Use this when you want the simplest setup:

  • no external service required
  • fast local iteration
  • session isolation through conversation_id

Example:

from agentapi import Agent, InMemoryMemory, create_conversation_id

conversation_id = create_conversation_id()

memory = InMemoryMemory(
    conversation_id=conversation_id,
)

agent = Agent(
    system_prompt="You are a helpful assistant.",
    provider="openai",
    memory=memory,
)

RedisMemory

Use this when you need persistence across workers or servers:

  • shared state across multiple processes
  • better for production deployments
  • optional metadata like user_id and tenant_id

Example:

from agentapi import Agent, RedisMemory, create_conversation_id

memory = RedisMemory(
    redis_url="redis://localhost:6379",
    conversation_id=create_conversation_id(),
    user_id="123",
    tenant_id="acme",
)

agent = Agent(
    system_prompt="You are a helpful assistant.",
    provider="gemini",
    memory=memory,
)

How Conversation IDs Work

conversation_id is the isolation key.

  • For unauthenticated users, generate a UUID with create_conversation_id().
  • For authenticated users, derive it from your auth/session layer.
  • The memory backend does not care how the ID is created, only that it is consistent for the same conversation.

Common examples:

conversation_id = create_conversation_id()
conversation_id = f"user:{user.id}"
conversation_id = f"tenant:{tenant.id}:user:{user.id}"

Using Memory in an App

Create one memory object per session or conversation and pass it into the agent:

from agentapi import Agent, InMemoryMemory

memory = InMemoryMemory(
    conversation_id="550e8400-e29b-41d4-a716-446655440000",
)

agent = Agent(
    system_prompt="You are concise.",
    provider="openai",
    memory=memory,
)

For multi-user APIs, keep a mapping from conversation_id to memory objects in your web layer. In production, prefer RedisMemory so the state is shared across workers.

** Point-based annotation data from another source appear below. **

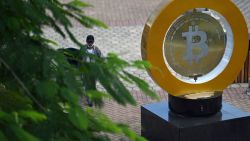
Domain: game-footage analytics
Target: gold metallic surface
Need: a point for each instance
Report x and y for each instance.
(202, 95)
(155, 33)
(176, 48)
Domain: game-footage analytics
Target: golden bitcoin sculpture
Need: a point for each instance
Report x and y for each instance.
(195, 46)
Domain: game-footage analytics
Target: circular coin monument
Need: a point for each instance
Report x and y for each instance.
(196, 52)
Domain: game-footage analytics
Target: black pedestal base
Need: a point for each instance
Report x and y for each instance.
(195, 107)
(159, 124)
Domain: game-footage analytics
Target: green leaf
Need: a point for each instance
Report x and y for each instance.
(78, 3)
(2, 136)
(33, 115)
(69, 95)
(23, 135)
(78, 118)
(47, 89)
(141, 64)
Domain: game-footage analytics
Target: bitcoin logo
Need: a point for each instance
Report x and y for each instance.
(191, 43)
(194, 45)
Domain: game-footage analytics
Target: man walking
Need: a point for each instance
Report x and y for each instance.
(90, 50)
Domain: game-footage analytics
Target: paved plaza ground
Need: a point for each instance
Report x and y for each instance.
(126, 19)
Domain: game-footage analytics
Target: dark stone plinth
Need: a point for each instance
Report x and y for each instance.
(159, 124)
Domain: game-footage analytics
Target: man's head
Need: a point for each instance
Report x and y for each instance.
(90, 40)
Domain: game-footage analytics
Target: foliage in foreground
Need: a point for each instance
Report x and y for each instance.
(40, 90)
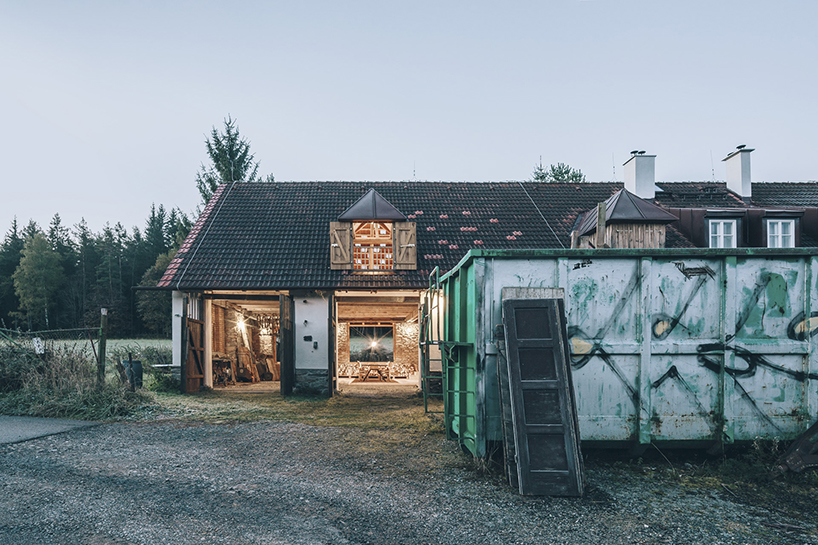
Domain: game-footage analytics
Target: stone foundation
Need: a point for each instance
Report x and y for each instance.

Multiple Agents with Independent Memory

You can create as many memory instances as you need—each one is completely isolated with zero conflicts.

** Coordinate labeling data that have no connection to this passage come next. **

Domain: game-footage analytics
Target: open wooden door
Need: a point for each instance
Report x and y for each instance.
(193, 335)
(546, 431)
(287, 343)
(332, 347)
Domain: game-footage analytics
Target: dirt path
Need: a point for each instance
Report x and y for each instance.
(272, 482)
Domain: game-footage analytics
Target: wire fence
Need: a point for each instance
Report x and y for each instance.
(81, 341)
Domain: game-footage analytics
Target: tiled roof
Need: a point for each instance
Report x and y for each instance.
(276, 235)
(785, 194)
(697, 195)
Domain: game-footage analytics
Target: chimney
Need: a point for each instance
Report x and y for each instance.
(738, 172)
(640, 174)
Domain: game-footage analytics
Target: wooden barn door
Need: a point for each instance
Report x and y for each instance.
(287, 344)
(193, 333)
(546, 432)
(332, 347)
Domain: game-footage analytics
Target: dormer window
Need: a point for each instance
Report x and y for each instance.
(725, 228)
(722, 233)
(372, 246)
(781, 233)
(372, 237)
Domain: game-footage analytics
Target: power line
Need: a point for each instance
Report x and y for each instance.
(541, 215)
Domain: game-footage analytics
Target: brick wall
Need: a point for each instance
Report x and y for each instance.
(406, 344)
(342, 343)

from agentapi import Agent, InMemoryMemory, create_conversation_id
import asyncio

# Create 5 separate memory instances for 5 agents
memories = [
    InMemoryMemory(conversation_id=create_conversation_id())
    for _ in range(5)
]

# Create 5 agents, each with its own memory
agents = [
    Agent(
        system_prompt=f"You are Agent {i+1} specializing in {['research', 'editing', 'summarization', 'analysis', 'planning'][i]}",
        provider="openai",
        memory=memories[i],
    )
    for i in range(5)
]

async def main():
    # Each agent processes independently — no cross-talk
    results = await asyncio.gather(
        agents[0].run("Research the top 3 AI trends"),
        agents[1].run("Edit this paragraph for clarity"),
        agents[2].run("Summarize the meeting notes"),
        agents[3].run("Analyze the sales data"),
        agents[4].run("Plan the product roadmap"),
    )

    return results

# Each agent maintains its own conversation history
# agents[0].memory.messages contains only Agent 0's conversation
# agents[1].memory.messages contains only Agent 1's conversation
# ...etc

Key points:

  • Each InMemoryMemory() instance is independent and process-local
  • 5 agents + 5 memory instances = 5 completely isolated conversation stores
  • Perfect for local development, testing, and multi-agent scenarios
  • In production with multiple workers, use RedisMemory with shared conversation_id for inter-process memory

Resetting Memory

Use reset_memory() on the agent when you want to start a new conversation while keeping the same system prompt.

agent.reset_memory()

If you need a different prompt for the next turn, create a new Agent with a different system_prompt.